Spintronics (a portmanteau meaning spin transport electronics also known as spin electronics, is the study of the intrinsic spin of the electron and its associated magnetic moment, in addition to its fundamental electronic charge, in solid-state devices. The field of spintronics concerns spin-charge coupling in metallic systems; the analogous effects in insulators fall into the field of multiferroics.

Spintronics fundamentally differs from traditional electronics in that, in addition to charge state, electron spins are exploited as a further degree of freedom, with implications in the efficiency of data storage and transfer. Spintronic systems are most often realised in dilute magnetic semiconductors (DMS) and Heusler alloys and are of particular interest in the field of quantum computing and neuromorphic computing.

Spintronic-logic devices

Non-volatile spin-logic devices to enable scaling are being extensively studied. Spin-transfer, torque-based logic devices that use spins and magnets for information processing have been proposed.  These devices are part of the ITRS exploratory road map. Logic-in memory applications are already in the development stage.

Applications

Read heads of magnetic hard drives are based on the GMR or TMR effect.

Motorola developed a first-generation 256 kb magnetoresistive random-access memory (MRAM) based on a single magnetic tunnel junction and a single transistor that has a read/write cycle of under 50 nanoseconds. Everspin has since developed a 4 Mb version. Two second-generation MRAM techniques are in development: thermal-assisted switching (TAS) and spin-transfer torque (STT).

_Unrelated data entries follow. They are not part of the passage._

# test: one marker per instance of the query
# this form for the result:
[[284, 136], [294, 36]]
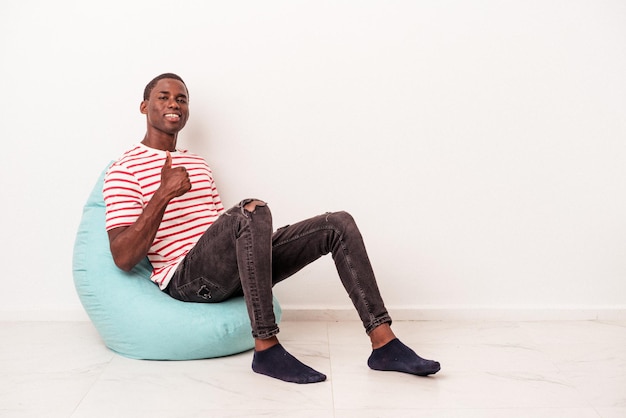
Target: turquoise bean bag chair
[[137, 320]]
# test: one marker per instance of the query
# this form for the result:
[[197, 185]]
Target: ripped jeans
[[240, 254]]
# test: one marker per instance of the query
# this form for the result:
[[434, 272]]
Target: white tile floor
[[489, 369]]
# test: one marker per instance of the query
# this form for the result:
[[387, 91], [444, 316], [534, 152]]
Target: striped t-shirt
[[129, 185]]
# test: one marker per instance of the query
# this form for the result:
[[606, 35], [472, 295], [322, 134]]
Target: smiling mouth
[[172, 116]]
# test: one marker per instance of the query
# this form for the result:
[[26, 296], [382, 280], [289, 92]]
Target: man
[[163, 203]]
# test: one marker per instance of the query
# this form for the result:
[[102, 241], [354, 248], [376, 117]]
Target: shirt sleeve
[[122, 197]]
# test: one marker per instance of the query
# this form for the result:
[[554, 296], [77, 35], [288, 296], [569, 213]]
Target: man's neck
[[160, 142]]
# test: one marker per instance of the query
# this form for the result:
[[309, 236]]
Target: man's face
[[167, 108]]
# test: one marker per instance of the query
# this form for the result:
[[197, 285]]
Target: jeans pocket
[[201, 290]]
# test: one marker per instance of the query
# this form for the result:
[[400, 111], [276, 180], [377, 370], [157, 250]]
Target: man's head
[[165, 104], [155, 80]]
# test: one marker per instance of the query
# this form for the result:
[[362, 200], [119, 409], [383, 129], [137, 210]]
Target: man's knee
[[342, 219]]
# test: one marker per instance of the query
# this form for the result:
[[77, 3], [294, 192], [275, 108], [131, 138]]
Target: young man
[[163, 203]]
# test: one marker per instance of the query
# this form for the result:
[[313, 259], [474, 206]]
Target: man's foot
[[276, 362], [397, 357]]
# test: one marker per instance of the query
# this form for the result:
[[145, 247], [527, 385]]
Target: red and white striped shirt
[[131, 182]]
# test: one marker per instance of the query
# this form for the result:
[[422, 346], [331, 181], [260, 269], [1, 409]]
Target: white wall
[[480, 145]]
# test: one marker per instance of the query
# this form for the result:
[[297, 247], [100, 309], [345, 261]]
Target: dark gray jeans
[[240, 254]]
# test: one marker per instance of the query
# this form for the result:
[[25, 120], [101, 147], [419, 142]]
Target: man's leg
[[234, 255], [296, 246]]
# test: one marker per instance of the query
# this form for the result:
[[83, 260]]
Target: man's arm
[[130, 244]]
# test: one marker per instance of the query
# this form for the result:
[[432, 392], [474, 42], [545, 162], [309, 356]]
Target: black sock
[[397, 357], [278, 363]]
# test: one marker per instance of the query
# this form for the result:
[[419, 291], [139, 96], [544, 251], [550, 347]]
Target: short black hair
[[152, 83]]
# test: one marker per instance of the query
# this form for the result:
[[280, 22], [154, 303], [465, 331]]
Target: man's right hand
[[174, 181]]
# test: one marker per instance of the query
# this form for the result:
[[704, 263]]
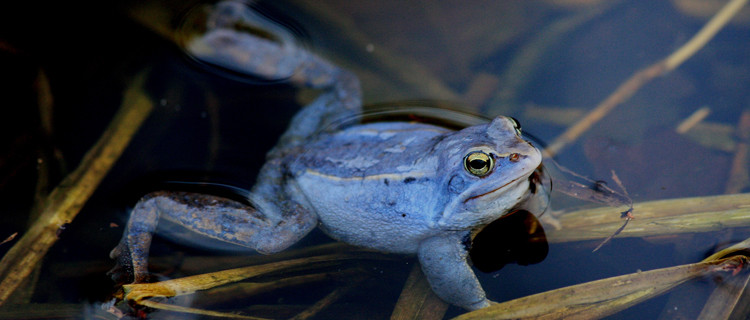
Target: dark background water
[[208, 126]]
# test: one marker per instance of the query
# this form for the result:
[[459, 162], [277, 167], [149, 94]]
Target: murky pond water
[[66, 68]]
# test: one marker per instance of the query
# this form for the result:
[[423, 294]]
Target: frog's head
[[489, 173]]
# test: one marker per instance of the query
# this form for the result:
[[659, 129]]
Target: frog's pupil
[[478, 164]]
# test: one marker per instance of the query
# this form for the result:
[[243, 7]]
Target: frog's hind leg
[[216, 217]]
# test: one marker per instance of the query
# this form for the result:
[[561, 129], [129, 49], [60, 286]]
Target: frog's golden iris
[[478, 163]]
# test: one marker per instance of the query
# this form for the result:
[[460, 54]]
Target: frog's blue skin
[[395, 187]]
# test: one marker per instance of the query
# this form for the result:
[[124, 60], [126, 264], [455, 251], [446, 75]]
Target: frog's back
[[369, 184]]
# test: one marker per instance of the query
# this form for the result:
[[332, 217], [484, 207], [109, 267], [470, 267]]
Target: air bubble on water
[[239, 40]]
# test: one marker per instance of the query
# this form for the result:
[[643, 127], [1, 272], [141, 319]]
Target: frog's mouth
[[493, 191]]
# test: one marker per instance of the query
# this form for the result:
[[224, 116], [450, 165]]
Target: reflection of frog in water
[[391, 186]]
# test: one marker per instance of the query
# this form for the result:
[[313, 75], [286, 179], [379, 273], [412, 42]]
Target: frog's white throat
[[472, 209]]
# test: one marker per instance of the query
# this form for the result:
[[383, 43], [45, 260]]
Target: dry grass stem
[[600, 298], [693, 120], [66, 200], [656, 218], [417, 300], [640, 78], [738, 174]]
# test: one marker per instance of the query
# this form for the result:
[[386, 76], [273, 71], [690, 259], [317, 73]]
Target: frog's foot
[[212, 216]]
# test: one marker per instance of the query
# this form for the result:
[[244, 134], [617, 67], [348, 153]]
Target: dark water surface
[[543, 62]]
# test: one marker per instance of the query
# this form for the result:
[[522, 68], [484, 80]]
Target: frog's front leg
[[443, 260], [216, 217]]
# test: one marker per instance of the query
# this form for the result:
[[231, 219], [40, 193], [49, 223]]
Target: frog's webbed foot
[[443, 260], [212, 216], [273, 55]]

Another design, racetrack memory, encodes information in the direction of magnetization between domain walls of a ferromagnetic wire.

Semiconductor-based spintronic devices

Doped semiconductor materials display dilute ferromagnetism. In recent years, dilute magnetic oxides (DMOs) including ZnO based DMOs and TiO2-based DMOs have been the subject of numerous experimental and computational investigations. Non-oxide ferromagnetic semiconductor sources (like manganese-doped gallium arsenide (Ga,Mn)As), increase the interface resistance with a tunnel barrier, or using hot-electron injection.

Spin detection in semiconductors has been addressed with multiple techniques:

  • Faraday/Kerr rotation of transmitted/reflected photons
  • Circular polarization analysis of electroluminescence
  • Nonlocal spin valve (adapted from Johnson and Silsbee's work with metals)
  • Ballistic spin filtering

The latter technique was used to overcome the lack of spin-orbit interaction and materials issues to achieve spin transport in silicon.

Because external magnetic fields (and stray fields from magnetic contacts) can cause large Hall effects and magnetoresistance in semiconductors (which mimic spin-valve effects), the only conclusive evidence of spin transport in semiconductors is demonstration of spin precession and dephasing in a magnetic field non-collinear to the injected spin orientation, called the Hanle effect.

Applications

Applications using spin-polarized electrical injection have shown threshold current reduction and controllable circularly polarized coherent light output. Examples include semiconductor lasers. Future applications may include a spin-based transistor having advantages over MOSFET devices such as steeper sub-threshold slope.